A compressor’s release time decides how quickly the gain recovers after a peak — and if that recovery lands on the beat, the compression locks into the groove instead of fighting it. This tool converts your tempo into musically-aligned attack and release times for transparent dynamics or deliberate sidechain pumping.
How it works
The whole table is built on the quarter-note duration at your tempo:
quarter note (ms) = 60000 / BPM
From there, common note values are simple multiples and fractions:
1 bar (4/4) = quarter x 4
half note = quarter x 2
quarter note = quarter x 1
eighth note = quarter / 2
16th note = quarter / 4
32nd note = quarter / 8
Dotted and triplet variants follow the usual x1.5 and x0.6667 rules.
Choosing release
Set the release to the note value at which you want the gain fully recovered:
- Bus / glue compression: quarter or eighth note — the mix breathes once per beat.

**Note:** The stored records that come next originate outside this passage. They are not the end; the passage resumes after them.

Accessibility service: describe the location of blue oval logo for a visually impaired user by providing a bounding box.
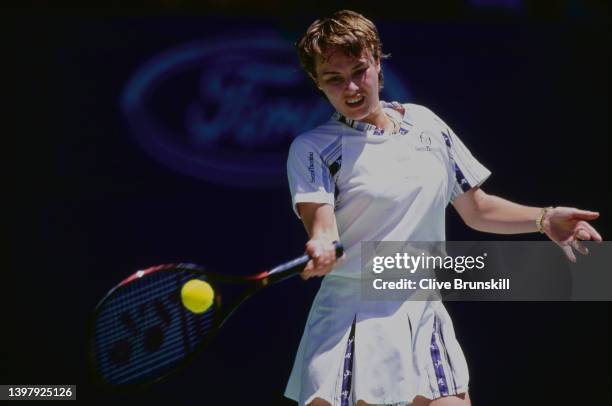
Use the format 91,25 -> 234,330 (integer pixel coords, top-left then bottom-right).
121,33 -> 408,187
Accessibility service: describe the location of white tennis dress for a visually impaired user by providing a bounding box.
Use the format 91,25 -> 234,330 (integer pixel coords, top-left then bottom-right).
285,101 -> 490,406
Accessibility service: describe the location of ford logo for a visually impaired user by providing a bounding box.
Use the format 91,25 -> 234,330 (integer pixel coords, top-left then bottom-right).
121,33 -> 408,187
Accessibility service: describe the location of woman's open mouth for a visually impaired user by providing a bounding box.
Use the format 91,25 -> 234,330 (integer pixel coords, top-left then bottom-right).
345,95 -> 365,108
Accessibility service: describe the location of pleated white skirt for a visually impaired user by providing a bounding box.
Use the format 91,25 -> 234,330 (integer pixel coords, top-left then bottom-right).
285,275 -> 469,406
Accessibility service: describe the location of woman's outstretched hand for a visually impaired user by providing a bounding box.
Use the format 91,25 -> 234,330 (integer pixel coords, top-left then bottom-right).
301,239 -> 342,279
542,207 -> 602,262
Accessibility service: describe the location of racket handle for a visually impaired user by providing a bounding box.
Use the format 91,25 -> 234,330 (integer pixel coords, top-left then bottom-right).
268,241 -> 344,282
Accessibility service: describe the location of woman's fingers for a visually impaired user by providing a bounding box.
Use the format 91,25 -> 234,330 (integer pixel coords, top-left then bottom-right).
301,240 -> 336,280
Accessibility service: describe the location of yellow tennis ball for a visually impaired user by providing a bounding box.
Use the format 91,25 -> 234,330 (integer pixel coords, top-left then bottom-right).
181,279 -> 215,314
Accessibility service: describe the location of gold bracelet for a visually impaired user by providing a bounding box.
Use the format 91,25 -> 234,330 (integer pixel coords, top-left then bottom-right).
536,206 -> 553,234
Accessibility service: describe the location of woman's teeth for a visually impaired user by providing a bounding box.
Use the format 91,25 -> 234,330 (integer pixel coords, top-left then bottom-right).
346,96 -> 363,104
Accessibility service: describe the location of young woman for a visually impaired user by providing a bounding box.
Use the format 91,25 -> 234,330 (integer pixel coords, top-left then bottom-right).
286,10 -> 601,406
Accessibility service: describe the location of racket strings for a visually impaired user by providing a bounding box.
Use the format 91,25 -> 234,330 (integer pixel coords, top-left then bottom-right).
93,271 -> 214,384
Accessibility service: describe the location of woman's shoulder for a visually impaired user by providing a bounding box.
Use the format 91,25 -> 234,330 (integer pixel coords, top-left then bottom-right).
291,120 -> 342,150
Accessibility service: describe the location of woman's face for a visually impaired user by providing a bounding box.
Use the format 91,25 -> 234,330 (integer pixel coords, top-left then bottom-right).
313,49 -> 380,122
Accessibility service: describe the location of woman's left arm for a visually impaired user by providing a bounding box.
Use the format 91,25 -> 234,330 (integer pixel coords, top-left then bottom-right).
453,188 -> 602,261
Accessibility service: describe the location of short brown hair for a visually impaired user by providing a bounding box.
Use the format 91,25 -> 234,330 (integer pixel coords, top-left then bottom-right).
295,10 -> 389,88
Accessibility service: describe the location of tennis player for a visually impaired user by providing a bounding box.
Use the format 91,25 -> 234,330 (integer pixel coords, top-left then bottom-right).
285,10 -> 601,406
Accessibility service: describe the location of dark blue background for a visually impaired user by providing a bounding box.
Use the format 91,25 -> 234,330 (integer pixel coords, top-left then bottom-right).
0,2 -> 611,405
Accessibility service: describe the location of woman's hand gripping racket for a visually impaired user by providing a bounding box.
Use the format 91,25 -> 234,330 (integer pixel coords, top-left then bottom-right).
88,242 -> 343,388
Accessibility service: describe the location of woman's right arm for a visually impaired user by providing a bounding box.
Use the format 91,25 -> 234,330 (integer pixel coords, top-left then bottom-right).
296,203 -> 340,279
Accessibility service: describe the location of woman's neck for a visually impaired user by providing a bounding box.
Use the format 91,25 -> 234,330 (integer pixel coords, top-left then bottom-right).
361,104 -> 393,131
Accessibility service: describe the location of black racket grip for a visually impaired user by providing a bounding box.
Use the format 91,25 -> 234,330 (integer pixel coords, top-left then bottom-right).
268,241 -> 344,282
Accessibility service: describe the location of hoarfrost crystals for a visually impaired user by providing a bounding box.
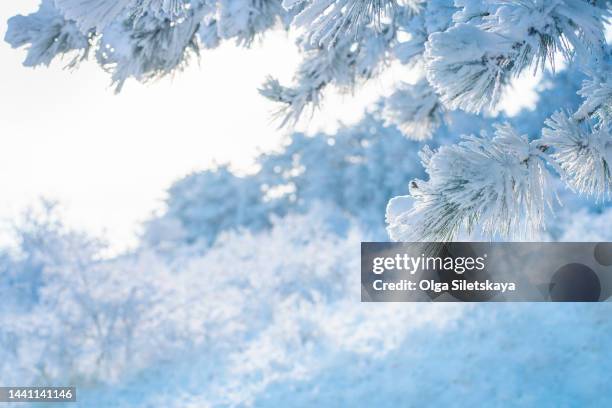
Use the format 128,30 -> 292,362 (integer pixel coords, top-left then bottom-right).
388,125 -> 554,241
542,112 -> 612,199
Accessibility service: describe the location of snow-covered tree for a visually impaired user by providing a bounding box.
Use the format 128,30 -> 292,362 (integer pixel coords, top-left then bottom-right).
6,0 -> 612,240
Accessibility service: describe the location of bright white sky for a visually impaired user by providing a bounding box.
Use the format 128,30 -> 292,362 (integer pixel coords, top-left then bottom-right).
0,0 -> 533,250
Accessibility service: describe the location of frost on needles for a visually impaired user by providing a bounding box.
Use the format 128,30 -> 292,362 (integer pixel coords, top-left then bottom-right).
5,0 -> 612,240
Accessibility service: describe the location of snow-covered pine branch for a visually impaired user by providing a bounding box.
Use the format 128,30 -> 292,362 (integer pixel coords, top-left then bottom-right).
96,5 -> 210,92
55,0 -> 194,32
4,0 -> 91,67
425,0 -> 610,113
283,0 -> 423,47
387,124 -> 554,241
575,70 -> 612,120
541,112 -> 612,200
5,0 -> 288,91
260,26 -> 394,126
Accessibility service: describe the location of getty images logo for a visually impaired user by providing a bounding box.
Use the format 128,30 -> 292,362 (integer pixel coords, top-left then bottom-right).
361,242 -> 612,302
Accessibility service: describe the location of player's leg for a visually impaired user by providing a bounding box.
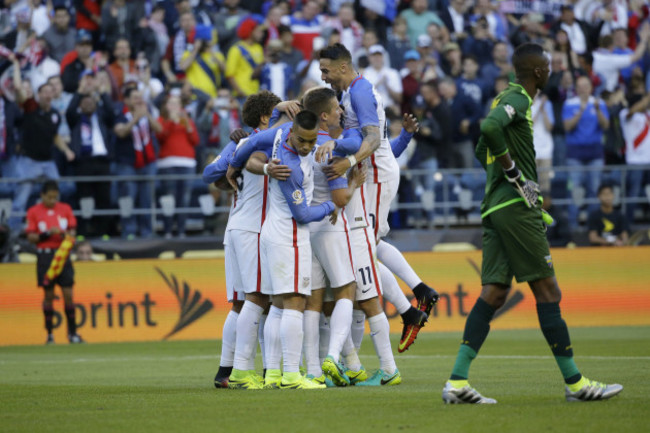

- Sidechain pumping: quarter or eighth note synced to the kick — level dips on each hit and swells back just in time.
- Transparent control: shorter values (16th) so recovery is fast and unobtrusive.
Choosing attack
Attack is judged by ear, not tempo, but the guideline is simple: a fast attack (1 to 10 ms) tames transients and tightens; a slow attack (20 to 50 ms) lets the transient punch through first, keeping drums and plucks lively.
Worked example
At 128 BPM, a quarter note is 60000 / 128 = 468.75 ms. An eighth-note release of about 234 ms gives a tight sidechain pump that recovers just before each off-beat; a quarter-note release of 469 ms gives a slower, deeper pump that breathes once per beat.
All timings are computed locally in your browser.